Corns, also referred to as clavi, are painful, hyperkeratotic papules of the skin that develop in response to excess pressure on the bony prominences of the feet and toes. Corns are often seen in athletes and in patient populations exposed to uneven friction from footwear or gait abnormalities, including elderly persons, diabetic patients, and amputees.  Abnormal foot mechanics, foot deformities, high activity level, and more serious conditions such as peripheral neuropathy also contribute to the formation of corns.  Corns are associated with considerable morbidity secondary to pain; fortunately, many treatment and preventative options are available that provide a high rate of mitigation. 
Clinically, three types of corns have been described. The first is a hard corn, or heloma durum, notable for its dry, horny appearance. It is found most commonly over the interphalangeal joints. The second is a soft corn, or heloma molle, described as such because of its macerated texture secondary to moisture. It is generally found in interdigital locations. [4, 5] The third type is a periungual corn, and this type occurs near or on the edge of a nail.  Note the image below.
Corns are often misdiagnosed as calluses, which are also hyperkeratotic skin lesions resulting from excess friction. However, calluses develop from forces distributed over a broad area of skin, whereas corns develop from more localized forces.  Calluses are often considered desirable for some activities (eg, gymnastics, weightlifting), and they lack a central core, which is characteristically revealed in corns upon removal of the upper hyperkeratotic layer of skin. Corns can occur within an area of callus,  such as on the plantar surface. Note the image below.
Corns are the result of mechanical trauma to the skin culminating in hyperplasia of the epidermis. Most commonly, friction and pressure between the bones of the foot and ill-fitting footwear cause a normal physiological response—proliferation of the stratum corneum. One of the primary roles of the stratum corneum is to provide a barrier to mechanical injury. Any insult compromising this barrier causes homeostatic changes and the release of cytokines into the epidermis, stimulating an increase in synthesis of the stratum corneum. When the insult is chronic and the mechanical defect is not repaired, hyperplasia and inflammation are common.  With corns, external mechanical forces are focused on a localized area of the skin, ultimately leading to impaction of the stratum corneum and the formation of a hard keratin plug that presses painfully into the papillary dermis, which is known as a radix or nucleus. [5, 7]

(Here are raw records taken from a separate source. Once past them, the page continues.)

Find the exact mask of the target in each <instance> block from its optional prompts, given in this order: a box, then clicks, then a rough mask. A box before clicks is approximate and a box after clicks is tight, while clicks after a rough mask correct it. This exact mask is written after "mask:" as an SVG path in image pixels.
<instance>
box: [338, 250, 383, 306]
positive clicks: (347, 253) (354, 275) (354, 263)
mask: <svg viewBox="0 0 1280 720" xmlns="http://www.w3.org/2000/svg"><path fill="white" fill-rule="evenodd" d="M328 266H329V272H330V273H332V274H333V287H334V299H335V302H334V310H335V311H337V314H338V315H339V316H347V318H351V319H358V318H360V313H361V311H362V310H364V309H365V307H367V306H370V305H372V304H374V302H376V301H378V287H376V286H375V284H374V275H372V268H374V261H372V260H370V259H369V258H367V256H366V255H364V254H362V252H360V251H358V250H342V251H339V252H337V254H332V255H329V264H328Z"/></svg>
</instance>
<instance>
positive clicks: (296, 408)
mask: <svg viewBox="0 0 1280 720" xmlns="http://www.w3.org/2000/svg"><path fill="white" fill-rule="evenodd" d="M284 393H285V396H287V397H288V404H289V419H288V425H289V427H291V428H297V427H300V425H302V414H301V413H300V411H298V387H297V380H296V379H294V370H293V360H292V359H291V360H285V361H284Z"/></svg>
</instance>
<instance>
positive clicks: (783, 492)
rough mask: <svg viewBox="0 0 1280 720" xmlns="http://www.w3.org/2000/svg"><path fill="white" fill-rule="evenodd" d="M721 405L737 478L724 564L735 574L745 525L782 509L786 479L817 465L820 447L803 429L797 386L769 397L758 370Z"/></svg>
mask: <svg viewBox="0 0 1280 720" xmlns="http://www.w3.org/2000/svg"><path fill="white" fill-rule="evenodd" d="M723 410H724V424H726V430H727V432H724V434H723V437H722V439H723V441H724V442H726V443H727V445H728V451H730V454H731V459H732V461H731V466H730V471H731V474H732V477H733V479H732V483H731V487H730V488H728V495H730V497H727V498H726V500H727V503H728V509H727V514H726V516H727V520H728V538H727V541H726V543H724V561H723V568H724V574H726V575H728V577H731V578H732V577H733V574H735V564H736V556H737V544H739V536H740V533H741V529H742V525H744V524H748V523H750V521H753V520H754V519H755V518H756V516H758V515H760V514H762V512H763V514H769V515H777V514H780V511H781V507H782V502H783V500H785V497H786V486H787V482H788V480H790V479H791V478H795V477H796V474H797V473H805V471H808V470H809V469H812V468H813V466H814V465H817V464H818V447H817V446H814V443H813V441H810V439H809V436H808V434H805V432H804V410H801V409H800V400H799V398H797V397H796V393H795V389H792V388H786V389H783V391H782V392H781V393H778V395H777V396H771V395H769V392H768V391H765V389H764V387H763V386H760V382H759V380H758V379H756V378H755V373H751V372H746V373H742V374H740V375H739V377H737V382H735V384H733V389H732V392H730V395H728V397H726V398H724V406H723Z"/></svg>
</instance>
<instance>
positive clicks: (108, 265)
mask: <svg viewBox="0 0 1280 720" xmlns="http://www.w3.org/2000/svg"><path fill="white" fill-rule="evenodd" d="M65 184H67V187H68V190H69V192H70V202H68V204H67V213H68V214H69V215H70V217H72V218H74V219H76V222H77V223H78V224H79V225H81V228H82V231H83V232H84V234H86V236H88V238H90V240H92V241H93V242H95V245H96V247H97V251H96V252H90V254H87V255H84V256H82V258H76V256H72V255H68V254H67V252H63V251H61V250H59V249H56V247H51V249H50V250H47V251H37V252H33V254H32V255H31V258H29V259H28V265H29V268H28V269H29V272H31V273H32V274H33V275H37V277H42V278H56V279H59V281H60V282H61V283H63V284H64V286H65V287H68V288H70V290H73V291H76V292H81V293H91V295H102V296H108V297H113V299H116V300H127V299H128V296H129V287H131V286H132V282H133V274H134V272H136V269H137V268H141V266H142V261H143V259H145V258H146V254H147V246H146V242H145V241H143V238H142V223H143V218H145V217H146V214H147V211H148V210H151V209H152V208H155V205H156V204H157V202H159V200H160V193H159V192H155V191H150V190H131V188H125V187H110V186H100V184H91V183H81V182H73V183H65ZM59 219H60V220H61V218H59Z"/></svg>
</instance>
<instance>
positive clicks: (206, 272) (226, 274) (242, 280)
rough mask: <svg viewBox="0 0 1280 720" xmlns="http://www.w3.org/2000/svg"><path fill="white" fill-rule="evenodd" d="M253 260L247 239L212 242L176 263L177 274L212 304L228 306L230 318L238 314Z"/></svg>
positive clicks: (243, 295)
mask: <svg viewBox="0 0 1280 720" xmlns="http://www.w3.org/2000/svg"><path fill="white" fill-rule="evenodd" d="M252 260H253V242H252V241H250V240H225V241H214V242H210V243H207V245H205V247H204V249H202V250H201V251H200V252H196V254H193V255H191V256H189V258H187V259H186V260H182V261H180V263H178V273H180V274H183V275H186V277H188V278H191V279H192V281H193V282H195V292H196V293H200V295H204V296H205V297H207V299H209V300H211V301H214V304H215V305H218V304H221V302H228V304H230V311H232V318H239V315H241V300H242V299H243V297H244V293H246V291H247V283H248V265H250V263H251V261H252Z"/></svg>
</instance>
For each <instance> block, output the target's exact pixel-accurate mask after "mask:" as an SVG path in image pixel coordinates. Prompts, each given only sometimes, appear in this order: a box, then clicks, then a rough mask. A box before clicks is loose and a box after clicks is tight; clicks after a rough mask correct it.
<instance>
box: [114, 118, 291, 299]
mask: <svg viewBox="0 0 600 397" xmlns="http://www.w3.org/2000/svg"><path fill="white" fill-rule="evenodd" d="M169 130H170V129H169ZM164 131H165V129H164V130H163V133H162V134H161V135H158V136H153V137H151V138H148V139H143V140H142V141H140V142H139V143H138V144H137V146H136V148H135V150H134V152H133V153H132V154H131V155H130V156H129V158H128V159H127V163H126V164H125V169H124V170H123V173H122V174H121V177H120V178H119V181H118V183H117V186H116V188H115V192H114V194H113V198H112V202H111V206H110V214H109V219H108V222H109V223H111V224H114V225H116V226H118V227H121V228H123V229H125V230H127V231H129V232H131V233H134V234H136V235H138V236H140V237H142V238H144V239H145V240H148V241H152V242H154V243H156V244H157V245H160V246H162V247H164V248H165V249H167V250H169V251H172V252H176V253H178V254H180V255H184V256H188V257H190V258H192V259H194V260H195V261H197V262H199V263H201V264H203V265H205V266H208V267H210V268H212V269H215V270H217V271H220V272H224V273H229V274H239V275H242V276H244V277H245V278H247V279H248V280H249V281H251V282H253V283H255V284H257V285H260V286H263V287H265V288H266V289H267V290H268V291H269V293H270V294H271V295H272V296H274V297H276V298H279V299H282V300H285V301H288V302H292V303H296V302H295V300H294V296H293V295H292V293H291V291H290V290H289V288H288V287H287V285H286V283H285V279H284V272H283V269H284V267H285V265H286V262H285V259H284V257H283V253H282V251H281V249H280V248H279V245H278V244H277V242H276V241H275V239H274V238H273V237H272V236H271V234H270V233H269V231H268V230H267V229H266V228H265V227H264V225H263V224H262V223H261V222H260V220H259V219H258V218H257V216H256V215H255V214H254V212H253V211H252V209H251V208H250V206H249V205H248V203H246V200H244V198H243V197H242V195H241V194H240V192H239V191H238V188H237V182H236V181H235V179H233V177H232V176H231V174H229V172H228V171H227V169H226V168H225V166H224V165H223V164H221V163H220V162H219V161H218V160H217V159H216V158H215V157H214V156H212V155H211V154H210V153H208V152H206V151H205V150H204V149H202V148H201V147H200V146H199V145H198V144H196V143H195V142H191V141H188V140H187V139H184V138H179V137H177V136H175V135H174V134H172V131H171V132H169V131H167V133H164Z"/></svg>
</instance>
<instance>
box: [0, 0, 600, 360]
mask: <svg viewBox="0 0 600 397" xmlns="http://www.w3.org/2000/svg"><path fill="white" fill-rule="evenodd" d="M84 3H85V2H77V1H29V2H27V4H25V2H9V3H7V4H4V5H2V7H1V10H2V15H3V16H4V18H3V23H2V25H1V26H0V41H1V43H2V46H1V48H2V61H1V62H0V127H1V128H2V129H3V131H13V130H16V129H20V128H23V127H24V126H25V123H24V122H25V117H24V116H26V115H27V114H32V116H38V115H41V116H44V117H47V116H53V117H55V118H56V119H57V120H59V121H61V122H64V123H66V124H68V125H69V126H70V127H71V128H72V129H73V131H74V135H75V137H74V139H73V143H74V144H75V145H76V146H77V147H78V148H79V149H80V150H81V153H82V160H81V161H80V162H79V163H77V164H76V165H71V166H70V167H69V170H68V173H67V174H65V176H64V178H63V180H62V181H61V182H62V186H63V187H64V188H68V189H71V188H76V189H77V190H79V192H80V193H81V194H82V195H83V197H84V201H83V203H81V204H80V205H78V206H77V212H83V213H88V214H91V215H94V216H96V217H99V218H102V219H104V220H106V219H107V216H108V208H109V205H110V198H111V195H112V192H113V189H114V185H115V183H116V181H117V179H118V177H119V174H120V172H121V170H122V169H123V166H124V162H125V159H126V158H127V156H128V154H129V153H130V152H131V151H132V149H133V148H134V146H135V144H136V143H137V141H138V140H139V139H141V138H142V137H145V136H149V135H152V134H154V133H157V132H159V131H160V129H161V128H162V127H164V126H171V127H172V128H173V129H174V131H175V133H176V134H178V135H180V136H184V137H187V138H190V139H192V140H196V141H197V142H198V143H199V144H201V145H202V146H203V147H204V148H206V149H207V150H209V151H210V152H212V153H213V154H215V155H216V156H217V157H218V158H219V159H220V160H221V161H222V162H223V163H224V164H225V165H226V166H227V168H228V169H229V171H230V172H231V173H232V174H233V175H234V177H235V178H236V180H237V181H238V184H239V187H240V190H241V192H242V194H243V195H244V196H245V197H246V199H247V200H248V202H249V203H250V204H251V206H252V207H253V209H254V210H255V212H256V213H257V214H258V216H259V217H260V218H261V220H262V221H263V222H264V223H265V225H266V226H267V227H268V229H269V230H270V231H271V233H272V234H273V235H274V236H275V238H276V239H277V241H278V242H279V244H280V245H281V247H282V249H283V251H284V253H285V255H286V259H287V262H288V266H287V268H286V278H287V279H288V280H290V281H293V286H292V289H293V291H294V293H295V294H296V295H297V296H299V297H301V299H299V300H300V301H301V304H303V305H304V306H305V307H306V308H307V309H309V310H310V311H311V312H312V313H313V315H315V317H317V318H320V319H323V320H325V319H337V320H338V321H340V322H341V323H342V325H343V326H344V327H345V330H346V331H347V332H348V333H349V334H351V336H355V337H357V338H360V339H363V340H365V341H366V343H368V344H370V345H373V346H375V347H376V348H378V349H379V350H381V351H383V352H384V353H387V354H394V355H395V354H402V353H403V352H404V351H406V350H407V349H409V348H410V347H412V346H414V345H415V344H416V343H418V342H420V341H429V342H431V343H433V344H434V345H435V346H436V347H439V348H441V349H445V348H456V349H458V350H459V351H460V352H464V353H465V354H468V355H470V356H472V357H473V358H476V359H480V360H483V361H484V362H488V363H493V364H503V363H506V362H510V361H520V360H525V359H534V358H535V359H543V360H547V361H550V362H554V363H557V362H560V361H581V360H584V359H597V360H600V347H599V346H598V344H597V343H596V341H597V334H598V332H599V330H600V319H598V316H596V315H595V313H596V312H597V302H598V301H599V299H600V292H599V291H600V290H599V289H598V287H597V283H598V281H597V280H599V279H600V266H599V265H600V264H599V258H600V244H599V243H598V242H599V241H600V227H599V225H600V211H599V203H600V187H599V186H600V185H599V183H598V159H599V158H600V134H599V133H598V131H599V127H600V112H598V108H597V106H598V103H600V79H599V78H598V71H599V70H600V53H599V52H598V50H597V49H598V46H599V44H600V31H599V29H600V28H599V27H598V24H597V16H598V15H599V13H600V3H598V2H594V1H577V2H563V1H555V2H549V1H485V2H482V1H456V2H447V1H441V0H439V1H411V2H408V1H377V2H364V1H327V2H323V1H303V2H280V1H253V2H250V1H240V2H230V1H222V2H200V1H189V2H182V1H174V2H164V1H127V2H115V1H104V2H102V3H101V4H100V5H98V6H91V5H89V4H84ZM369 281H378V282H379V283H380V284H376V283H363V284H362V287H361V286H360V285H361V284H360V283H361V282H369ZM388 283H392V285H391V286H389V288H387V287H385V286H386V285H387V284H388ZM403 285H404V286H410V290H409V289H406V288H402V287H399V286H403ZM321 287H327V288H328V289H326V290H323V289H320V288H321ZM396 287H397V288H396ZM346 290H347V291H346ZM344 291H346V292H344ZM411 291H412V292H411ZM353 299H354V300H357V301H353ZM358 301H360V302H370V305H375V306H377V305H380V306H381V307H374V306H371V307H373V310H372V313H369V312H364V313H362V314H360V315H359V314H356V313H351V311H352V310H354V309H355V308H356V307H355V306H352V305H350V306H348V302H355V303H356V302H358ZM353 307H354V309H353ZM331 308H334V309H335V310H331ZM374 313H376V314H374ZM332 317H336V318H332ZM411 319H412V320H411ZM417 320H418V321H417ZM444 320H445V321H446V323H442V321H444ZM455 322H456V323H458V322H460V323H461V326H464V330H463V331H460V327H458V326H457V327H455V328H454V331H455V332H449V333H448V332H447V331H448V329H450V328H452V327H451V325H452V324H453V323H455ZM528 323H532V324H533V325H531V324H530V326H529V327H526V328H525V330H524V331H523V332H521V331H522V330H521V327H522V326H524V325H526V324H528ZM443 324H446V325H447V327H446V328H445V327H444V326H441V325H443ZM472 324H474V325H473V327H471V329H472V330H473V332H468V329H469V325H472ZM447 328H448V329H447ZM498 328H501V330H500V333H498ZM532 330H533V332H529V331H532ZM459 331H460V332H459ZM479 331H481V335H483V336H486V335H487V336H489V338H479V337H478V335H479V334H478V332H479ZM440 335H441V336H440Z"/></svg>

A callus is a local thickening of skin, characterized by accelerated keratinization and a reduced rate of desquamation. Expression of cornification-related molecules, including involucrin, filaggrin, caspase 14, and calcium-sensing receptor, are higher in the anterior aspect of the heel. Expression of adhesive proteins such as corneodesmosin, desmoglein 1, and desmocollin 1 are also increased in the heel. Protease-activated receptor 2 expression is reduced in the stratum granulosum in the heel. The number of proliferating cells in the stratum basale is significantly increased in the heel compared with other areas of the foot. Therefore, calluses are proposed to form as a result of hyperproliferation and incomplete differentiation of epidermal keratinocytes and increased expression of adhesion molecules. 
Corns are one of the most common foot conditions in the United States, particularly amongst older patients.
Corns are common worldwide. Any weight-bearing human is susceptible to the development of corns.
An epidemiological study evaluating the prevalence of foot conditions amongst a diverse sample of adults from the northeastern United States revealed a significant difference in rates of corns amongst ethnic groups. African Americans had a significantly higher rate of corns and calluses compared with non-Hispanic white and Puerto Rican participants (70% vs 58% vs 34.1%). 
Amongst elderly populations, both men and women have been reported to wear shoes too narrow for their feet. Women have been reported to wear shoes that are also shorter than their feet. Both narrow and short footwear can lead to the development of corns, in addition to foot deformities. 
Recurrence is common. The most common symptoms associated with corns are pain upon ambulation and restriction of activity secondary to pain. Corns are generally not associated with mortality; however, recognizing the potential for a maltreated corn, soft corns in particular, to develop into a life-threatening secondary infection (bacterial or fungal) is important in patients with diabetes mellitus or immunosuppression.